If you have been affected by a content scraper or are scared of having your content stolen by a content scraper – this article is for you!
You know those websites – the ones that take your content without your permission and post it on their own websites. This can happen manually – or via a scraper which utilizes code to pull in content – but either way there is potential for this content to be harmful to your ranking.
Now before you get too paranoid – it is actually rare that a content scraper will negatively affect your rank, but we are going to review everything you need to know to alleviate any issues before they happen!
Content Scraping versus Content Syndication
Content Scraping: This is when someone takes your content and uses it as their own on a website without giving the original author credit. This can be done manually or with code and is against copyright laws. Often done to improve SEO or gain revenue from advertising.
Content Syndication: Alternatively syndication is when you purposely republish your content on websites other than your own. For example posting your content to LinkedIn or Medium as an alternate traffic source and to build credibility.
How do I know if my content is showing on another website?
If your website is built on WordPress you will see notifications in your comments are that are called “trackbacks” which are essentially notifications that other websites have linked to you.
This could be a general link – a valid link to your post because it is useful to their readers – these are OK and offer no potential SEO issues.
The other type are where the linking website takes all of your content as it is on your website and posts it on their own website – this is what we do not want.
An example below shows a sample of a link back in a clients comments area. It shows the website that the link is coming from and when we click on the link – we see the clients post copied word for word.
Here is a link to the scraped post – and because we DO NOT want that website to gain any link juice benefit from us – you will have to copy and past the URL to see it: https://jodivey.wordpress.com/2018/02/26/cocker-spaniel-road-to-agility-at-westminster/
What is really funny — if you go to the bottom of the page you will see they are crediting the content to a completely different blog that was probably also scraping content since they seem to be shut down.
But right now this scraped content post is not an issue since their post is not yet even indexed as shown in the image below.
Copyscape is a great free tool where you can input your URL and it will let you know if there is any of your content being duplicated elsewhere. The free version is limited – but if you upgrade you can actually run your whole website through the tool to see if you can find any duplicate content issues.
Google Alerts is a great way to get a quick view of all the pages that are mentioning your post – whether via a link or content. Below you can see an example we did for our friends over at Fidose of Reality – we are using them because we know they had their most recent post completely scraped as shown in the screenshot above from their trackbacks.
So with Google Alerts you can jump in and enter the TITLE of your post with the quotation marks to see any exact copies of your page.
Once you enter the information you will see it bring up if there are any mentions of this post – and as you can see below there are a few. DZ’s Adventure is a fellow blogger who just shows the title of the post as a “recommended blogger” link- this is A-OK!

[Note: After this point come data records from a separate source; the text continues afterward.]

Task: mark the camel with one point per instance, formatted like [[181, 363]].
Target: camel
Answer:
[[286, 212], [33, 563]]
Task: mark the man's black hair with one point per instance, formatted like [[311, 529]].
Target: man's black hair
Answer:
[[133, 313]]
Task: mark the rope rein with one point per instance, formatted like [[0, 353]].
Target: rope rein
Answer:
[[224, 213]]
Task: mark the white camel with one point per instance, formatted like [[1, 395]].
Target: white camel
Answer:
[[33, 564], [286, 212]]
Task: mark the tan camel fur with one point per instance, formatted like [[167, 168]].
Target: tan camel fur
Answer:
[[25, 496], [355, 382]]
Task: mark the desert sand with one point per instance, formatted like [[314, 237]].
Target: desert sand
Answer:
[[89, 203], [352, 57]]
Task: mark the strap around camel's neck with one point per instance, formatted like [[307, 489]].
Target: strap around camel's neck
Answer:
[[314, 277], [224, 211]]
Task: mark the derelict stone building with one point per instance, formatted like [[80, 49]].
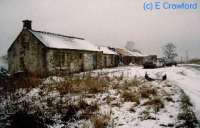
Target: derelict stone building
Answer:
[[47, 53]]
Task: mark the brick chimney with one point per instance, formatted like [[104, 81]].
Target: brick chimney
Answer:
[[27, 24]]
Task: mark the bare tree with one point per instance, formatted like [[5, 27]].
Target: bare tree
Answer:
[[169, 51]]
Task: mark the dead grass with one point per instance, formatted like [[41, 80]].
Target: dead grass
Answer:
[[148, 92], [101, 121], [88, 85], [27, 81], [156, 103], [129, 96]]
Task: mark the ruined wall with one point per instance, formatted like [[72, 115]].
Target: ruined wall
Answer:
[[26, 53], [70, 61], [109, 60]]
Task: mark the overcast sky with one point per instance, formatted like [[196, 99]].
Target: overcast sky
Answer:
[[104, 22]]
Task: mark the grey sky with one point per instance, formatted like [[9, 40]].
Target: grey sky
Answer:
[[105, 22]]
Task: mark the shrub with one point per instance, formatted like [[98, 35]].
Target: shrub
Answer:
[[146, 92], [101, 122], [186, 114], [130, 96], [156, 103]]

The iLead page takes us to a page with a few words and a read more button – when you click that you go to yet another page where you then see a few sentences and yet another read more, but that last read more is a link to the Fidose website. This too is OK — annoying, but OK.
You can use this tool without actually creating alert like we have done below, just entering the title will bring up current results – but if you are really serious about monitoring your content, then go ahead and set up an alert so you can be notified of any mentions of each and every post.
In this specific test the jodivey.wordpress.com website result was not returned – because it has not been indexed yet, but if you actually go ahead and setup this alert – you will be notified if and when it is indexed.
Will this stolen content affect your ranking?
There have been cases of the stolen content outranking the original, but rarely is it for the keywords you are trying to optimize for. Typically when we see these scraped content pages rank it is for keywords that are not really being searched.
If the page that scraped your content does not use a rel=canonical tag, give you credit or noindex the post – then Google may think it is their original content.
Yes, this is INCREDIBLY frustrating.
But, in most cases – there is not a lot of concern. Let’s take the sample above – we ran that website through Ahrefs.com and as you can see they have no authority, no value and almost no keywords ranking. So although they have been posting to this blog from what we can tell at least a year – they are not gaining any traffic from it.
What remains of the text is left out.